# May Have A Major OOPS - Not Good



## frogdog (Aug 10, 2011)

Yogi swallowed bones like in the following pic...Yes, I know bad parent...turned my back for a few minutes. They were surrounded by meat. All the time he has eaten raw...he's never tried to eat any kind of beef bone. Good grief...my absent minded self totally forgot about those pieces.
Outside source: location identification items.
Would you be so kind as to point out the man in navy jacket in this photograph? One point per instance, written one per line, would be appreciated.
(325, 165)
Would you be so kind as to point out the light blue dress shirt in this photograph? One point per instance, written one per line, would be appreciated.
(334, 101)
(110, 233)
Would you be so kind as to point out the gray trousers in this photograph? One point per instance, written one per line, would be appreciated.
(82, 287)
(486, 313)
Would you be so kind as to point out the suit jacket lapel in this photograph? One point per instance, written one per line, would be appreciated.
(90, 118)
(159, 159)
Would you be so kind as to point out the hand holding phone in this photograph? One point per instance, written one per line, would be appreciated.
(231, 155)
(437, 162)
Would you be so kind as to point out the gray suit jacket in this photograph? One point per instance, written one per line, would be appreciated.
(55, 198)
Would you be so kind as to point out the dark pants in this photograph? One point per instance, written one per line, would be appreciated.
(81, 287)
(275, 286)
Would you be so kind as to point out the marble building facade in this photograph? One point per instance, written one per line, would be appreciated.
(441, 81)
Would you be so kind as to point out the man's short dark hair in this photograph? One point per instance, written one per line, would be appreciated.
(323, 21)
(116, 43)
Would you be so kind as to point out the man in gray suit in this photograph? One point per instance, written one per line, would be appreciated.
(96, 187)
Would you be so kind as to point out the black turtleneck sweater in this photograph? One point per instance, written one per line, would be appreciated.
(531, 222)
He pooped just now, normal and no problem...his stomach is making crazy noices which it never does.

Please don't beat me up too bad...I'm doing it enough to myself.
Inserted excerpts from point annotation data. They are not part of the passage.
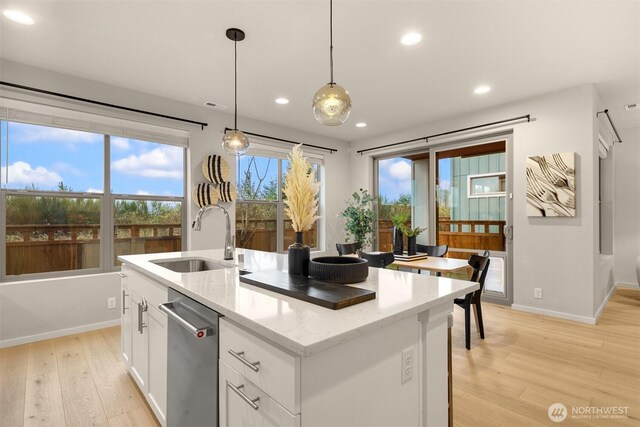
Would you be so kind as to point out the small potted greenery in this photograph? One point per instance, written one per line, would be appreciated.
(399, 220)
(359, 215)
(411, 234)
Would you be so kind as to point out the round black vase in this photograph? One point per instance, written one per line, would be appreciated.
(411, 245)
(299, 256)
(398, 241)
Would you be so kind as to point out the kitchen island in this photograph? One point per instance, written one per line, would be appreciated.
(381, 362)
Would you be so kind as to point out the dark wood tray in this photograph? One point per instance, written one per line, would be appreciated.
(324, 294)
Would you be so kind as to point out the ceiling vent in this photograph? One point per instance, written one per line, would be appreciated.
(216, 105)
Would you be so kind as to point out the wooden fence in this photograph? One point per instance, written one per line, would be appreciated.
(463, 234)
(46, 248)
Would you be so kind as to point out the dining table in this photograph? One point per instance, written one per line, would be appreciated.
(435, 264)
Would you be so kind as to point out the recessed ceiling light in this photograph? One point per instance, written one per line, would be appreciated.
(410, 39)
(481, 89)
(17, 16)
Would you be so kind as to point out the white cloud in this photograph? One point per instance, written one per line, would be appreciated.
(31, 133)
(22, 173)
(120, 143)
(161, 162)
(400, 170)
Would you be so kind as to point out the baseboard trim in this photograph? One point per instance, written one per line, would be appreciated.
(604, 303)
(559, 314)
(625, 285)
(59, 333)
Will they dissolve in his stomach or pass with no problem???


----------



## magicre (Apr 7, 2010)

frogdog said:


> Yogi swallowed bones like in the following pic...Yes, I know bad parent...turned my back for a few minutes. They were surrounded by meat. All the time he has eaten raw...he's never tried to eat any kind of beef bone. Good grief...my absent minded self totally forgot about those pieces. He pooped just now, normal and no problem...his stomach is making crazy noices which it never does.
> 
> Please don't beat me up too bad...I'm doing it enough to myself.
> 
> ...


What animal?

Stop beating yourself up. 

Is he showing signs of distress?


----------



## frogdog (Aug 10, 2011)

It was a huge hunk of beef and pieces like the pic above were within it...he just swallowed them while eating. I cut these out of the other hunk of beef I have that is identical. I just totally forgot about them...usually I would cut them out and then feed him.

No signs of distress but just happened all in the past 30 minutes.


----------



## whiteleo (Sep 7, 2008)

They look to be pretty small, but can you put a quarter next to them so we know for sure...


----------



## frogdog (Aug 10, 2011)

Here you go...they are kinda thick...like...nugget pieces


----------



## wolfsnaps88 (Jan 2, 2012)

I don't understand, what is the problem? If they were small pieces of bone, he should be fine. He eats bone, right? He has been on raw? If his stomach is used to digesting bone, this should be ok. Are you worried because they are sharp pieces or big pieces? 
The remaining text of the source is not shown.